Il film di Jacques Audiard, Palma d’oro a Cannes, esaltato da attori non professionisti, racconta come la banlieue sia solo un altro luogo in cui combattere
«La natura politica del film sta nella volontà di dare un nome e una storia a personaggi anonimi e sconosciuti, e i migranti sono per definizione figure anonime. La forma del cinema può dar loro un passato, un tragitto e un futuro» (Jacques Audiard). Non è perché bisogna per forza difendere le scelte della giuria di Cannes 2015, guidata dagli adorabili fratelli Coen, che gli ha dato la Palma d’Oro; né perché Dheepan ha un tema che esce quotidianamente, e drammaticamente, dalla cronaca (la fuga di poveri e sciagurati di tutto il mondo dai loro paesi), alimentando giustamente un colossale senso di colpa nell’Occidente migliore. Difendo e consiglio di andare a vedere l’ultimo film di Jacques Audiard, premiato, secondo alcuni, nonostante sia uno dei suoi meno riusciti, perché ha forza tematica e narrativa in abbondanza per imporsi all’interesse del pubblico, anche non cinefilo, anche non ossequioso delle scelte dei festival.
Il primo punto di forza è la presenza, nei ruoli dei protagonisti, di attori non professionisti: Dheepan, combattente tamil che fugge in Francia dopo la sconfitta della sua parte nella guerra civile di Sri Lanka, ha il volto di Jesuthasan Antonythasan, che di quell’esercito ha fatto parte davvero; e Jalini, che si finge sua sposa e con lui fugge in Francia, portando con se la dodicenne Yllayaal, estranea a entrambi (la interpreta Claudine Vinasithamby), ha il dolce ma determinato piglio di Kalieaswari Srinivasan, indiana di Madras. Non c’è solo il merito di Audiard di averli saputi dirigere e amalgamare benissimo, nella loro odissea nella banlieue parigine per diventare quella vera famiglia che prima interpretano, poi finiscono per sognare sul serio, ma che non sono: c’è il fatto che grazie alla loro iniziale spontaneità, quasi non recitazione, Dheepan riesce a percorrere una traiettoria molto interessante dal naturalismo alla fiction, mentre il film vira dal dramma sociale al thriller con venature sentimentali facendo dei nostri protagonisti degli eroi in senso cinematografico, e portandoli quindi a recitare, quasi a loro insaputa, loro malgrado.

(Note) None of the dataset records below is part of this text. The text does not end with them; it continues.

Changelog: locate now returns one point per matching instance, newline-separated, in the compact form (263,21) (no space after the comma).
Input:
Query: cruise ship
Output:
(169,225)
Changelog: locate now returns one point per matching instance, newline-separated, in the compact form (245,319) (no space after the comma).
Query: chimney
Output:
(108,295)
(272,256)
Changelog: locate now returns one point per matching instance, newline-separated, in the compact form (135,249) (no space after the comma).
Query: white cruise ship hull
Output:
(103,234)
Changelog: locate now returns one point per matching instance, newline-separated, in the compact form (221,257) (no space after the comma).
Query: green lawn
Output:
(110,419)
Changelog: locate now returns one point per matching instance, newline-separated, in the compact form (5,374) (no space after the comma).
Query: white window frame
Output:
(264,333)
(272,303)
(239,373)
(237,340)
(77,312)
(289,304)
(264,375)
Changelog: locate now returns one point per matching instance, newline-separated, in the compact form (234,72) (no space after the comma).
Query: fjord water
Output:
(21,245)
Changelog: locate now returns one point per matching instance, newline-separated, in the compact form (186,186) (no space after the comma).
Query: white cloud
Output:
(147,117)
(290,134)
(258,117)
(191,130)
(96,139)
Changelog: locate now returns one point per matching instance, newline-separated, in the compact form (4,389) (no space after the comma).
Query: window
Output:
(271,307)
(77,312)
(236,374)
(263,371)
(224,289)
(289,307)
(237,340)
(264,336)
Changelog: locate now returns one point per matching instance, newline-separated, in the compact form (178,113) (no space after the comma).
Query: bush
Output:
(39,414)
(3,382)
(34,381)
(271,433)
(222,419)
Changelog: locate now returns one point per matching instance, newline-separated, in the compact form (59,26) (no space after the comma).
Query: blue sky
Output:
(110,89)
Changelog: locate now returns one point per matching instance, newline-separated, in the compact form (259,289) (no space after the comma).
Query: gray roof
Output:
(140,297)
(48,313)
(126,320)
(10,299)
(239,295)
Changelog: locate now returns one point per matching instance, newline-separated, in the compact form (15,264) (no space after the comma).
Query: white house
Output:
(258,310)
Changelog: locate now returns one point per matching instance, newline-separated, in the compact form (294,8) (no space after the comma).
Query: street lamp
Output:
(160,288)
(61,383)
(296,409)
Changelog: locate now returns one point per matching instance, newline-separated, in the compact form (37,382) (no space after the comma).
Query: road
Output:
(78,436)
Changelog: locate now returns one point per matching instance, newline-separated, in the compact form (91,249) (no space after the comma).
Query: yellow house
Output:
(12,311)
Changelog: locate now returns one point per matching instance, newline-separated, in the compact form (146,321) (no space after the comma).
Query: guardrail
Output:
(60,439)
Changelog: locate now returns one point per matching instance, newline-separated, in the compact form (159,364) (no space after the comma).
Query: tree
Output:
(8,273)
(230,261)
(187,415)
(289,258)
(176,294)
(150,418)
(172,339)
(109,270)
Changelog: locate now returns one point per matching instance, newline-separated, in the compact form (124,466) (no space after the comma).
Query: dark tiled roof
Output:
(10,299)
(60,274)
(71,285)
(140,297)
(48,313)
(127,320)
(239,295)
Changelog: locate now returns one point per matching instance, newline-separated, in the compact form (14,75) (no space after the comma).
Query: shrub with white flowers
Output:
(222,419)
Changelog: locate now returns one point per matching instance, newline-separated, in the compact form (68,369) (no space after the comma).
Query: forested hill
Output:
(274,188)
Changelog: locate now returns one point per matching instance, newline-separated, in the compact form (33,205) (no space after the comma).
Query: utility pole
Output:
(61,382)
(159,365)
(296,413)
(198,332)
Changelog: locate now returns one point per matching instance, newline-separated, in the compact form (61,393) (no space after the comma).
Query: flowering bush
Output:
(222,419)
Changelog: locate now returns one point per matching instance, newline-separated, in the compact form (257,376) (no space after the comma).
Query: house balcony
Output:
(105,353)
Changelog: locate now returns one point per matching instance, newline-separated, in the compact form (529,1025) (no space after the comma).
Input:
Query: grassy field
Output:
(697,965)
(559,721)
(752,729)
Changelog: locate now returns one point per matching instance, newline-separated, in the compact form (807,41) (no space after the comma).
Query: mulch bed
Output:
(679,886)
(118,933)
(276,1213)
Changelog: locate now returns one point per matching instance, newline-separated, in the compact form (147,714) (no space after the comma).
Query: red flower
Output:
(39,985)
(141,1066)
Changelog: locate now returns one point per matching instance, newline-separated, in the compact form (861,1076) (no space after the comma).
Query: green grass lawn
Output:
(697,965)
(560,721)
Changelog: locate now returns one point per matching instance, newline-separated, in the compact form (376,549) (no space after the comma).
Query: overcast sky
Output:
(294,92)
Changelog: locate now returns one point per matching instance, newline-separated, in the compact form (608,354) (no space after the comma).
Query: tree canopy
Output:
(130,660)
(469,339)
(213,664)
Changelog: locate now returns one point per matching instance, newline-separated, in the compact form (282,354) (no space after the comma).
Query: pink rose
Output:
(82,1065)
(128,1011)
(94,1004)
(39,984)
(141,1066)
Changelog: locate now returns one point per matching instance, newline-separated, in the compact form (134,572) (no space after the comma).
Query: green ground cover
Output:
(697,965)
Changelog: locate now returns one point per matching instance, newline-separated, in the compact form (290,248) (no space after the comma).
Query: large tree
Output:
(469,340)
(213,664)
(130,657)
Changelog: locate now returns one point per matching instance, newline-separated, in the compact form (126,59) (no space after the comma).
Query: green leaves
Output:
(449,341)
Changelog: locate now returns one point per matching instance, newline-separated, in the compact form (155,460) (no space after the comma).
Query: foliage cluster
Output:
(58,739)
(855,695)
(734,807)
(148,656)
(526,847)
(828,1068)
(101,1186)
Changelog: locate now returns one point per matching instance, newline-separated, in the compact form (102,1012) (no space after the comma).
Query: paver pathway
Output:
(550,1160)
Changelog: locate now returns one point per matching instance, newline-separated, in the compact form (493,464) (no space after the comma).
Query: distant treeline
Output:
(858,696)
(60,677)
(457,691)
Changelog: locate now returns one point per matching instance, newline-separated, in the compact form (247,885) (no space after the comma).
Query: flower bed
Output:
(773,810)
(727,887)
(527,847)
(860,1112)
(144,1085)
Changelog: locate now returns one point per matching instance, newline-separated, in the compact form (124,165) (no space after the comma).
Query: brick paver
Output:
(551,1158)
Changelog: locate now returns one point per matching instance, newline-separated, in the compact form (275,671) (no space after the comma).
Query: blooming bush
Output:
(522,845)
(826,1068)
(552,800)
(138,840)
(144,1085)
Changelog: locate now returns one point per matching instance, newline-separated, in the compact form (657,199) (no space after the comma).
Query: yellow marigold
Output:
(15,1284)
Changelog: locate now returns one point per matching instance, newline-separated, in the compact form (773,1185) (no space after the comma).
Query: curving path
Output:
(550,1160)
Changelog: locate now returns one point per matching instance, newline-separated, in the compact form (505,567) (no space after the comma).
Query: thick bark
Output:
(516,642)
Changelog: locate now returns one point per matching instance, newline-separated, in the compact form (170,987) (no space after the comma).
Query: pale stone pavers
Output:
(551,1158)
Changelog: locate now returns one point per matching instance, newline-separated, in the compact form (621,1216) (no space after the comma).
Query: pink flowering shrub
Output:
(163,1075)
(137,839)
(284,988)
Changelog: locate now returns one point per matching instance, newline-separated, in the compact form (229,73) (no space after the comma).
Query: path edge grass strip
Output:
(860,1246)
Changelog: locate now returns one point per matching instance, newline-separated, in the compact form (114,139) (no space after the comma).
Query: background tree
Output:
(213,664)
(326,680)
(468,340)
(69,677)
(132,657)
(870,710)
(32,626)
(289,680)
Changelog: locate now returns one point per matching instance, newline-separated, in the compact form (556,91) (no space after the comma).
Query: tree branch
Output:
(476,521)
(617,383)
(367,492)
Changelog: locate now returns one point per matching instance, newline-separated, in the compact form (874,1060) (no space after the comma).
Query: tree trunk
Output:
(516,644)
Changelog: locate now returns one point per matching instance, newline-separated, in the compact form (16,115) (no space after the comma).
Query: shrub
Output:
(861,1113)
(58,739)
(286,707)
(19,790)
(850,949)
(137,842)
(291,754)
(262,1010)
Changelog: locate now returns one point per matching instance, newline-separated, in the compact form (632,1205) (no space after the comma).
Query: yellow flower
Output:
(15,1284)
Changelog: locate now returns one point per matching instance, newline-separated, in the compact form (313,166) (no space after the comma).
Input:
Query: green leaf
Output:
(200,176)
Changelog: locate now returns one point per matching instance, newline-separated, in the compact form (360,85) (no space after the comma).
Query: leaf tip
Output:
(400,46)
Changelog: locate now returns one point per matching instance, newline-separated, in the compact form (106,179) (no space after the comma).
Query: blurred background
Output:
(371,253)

Lui, l’unico vero guerriero, forte di un’abilità, di un coraggio che nascono dalle viscere e dal terrore, stermina un numero forse inverosimile di teppistelli debosciati, depressi e senza futuro, piccoli gangster con cui ha dovuto convivere (nell’impeccabile ruolo di custode) in un condominio-galera imbottito di droga, ma che ora stanno diventando un ostacolo al suo futuro. Lei, restandogli accanto, sopravvivendo al suo lavoro di badante in un appartamento popolato di banditi paranoici dall’aria perfino romantica – almeno ai suoi occhi – e finendo per mostrare a Dheepan che nonostante tutta questa ostilità, estraneità e violenza, forse un sentimento tra loro può sbocciare. La piccola infine, incarnando uno stelo di domani in un mondo che prima o poi riuscirà forse a superare guerre, genocidi, migrazioni, povertà, ignoranza e altro.
Ma il merito del regista dei bellissimi Il profeta, ritratto claustrofobico di un leader (la scoperta Tahar Rahim), che si forgia e afferma in carcere e Un sapore di ruggine e ossa, storia di un amore impossibile, “deforme” eppure trionfante (con una strepitosa Marion Cotillard) è anche aver evitato ogni tipo di retorica umanista o antiumanista (dalla poeticizzazione dell’esule senza risorse e luce alla denuncia dello spietato militare brutto, sporco e cattivo, che pure Dheepan era), raccontando senza tentazioni documentarie o da telegiornale una storia d’amore che si colloca tra le macerie di ieri (Sri Lanka), e ancor di più dell’oggi (Parigi). Verso un domani che vediamo nell’idilliaco finale londinese, in un’Inghilterra totalmente indianizzata per luci e colori, che è sogno molto più che realtà: perché la parabola del film si è compiuta e i neo-attori, o forse sarebbe meglio dire quelle persone che sul set hanno anche un po’ improvvisato interpretando se stesse, in uno script molto aperto, sono diventati a tutto tondo personaggi di cinema.